So, the new The Good Food Guide 2012 has solemnly banned the use of the word gastropub. This led to a lively debate this morning on Radio 4’s Today programme between David Eyre, co-founder of the Eagle in Clerkenwell, often cited as the original ‘gastropub’, and Allegra McEvedy, food writer on the Guardian. Eyre reckoned the word sounded like a disease and said a pub should just be called a pub. McEvedy said the dreaded word was a useful signal to distinguish it from most pubs that still serve awful food. With all due respect to the GFG, Squidbeak begs to dissent from the ban and will continue, carefully, to use it.
Our understanding is that it signifies a pub that, while still welcoming customers who want to drink without having a meal, generally serves robust modern British food, perhaps with international touches. It cuts out the formalities of reservations, uniformed staff, tablecloths, wine waiters and amuse gueules and doesn’t expect the punter to dress up as if going to the opera or church. Nor does it have sausages and beans and lasagne congealing under heated lamps; that is just a boozer with ‘crappy food’, a phrase for which McEvedy was called out for bad language in the debate. If it serves food with more palaver then it becomes a dining pub, and if you can’t get a drink without food then it’s just a restaurant that happens to be in the shell of a former pub.

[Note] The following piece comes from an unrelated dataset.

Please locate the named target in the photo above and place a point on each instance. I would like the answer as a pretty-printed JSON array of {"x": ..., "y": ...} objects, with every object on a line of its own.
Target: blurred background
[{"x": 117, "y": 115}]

Gastropub may be an ugly word; it may have misleading overtones of gourmet gastronomy; it may be a bandwagon and certainly there are plenty of identikit gastropubs that fall short of the best standards, but it is still a helpful indicator of the broad aspirations of the place. We know what it means. And besides, the best gastropubs have hugely broadened the landscape of eating out in Britain. Until a better word comes along, it will stay in our lexicon.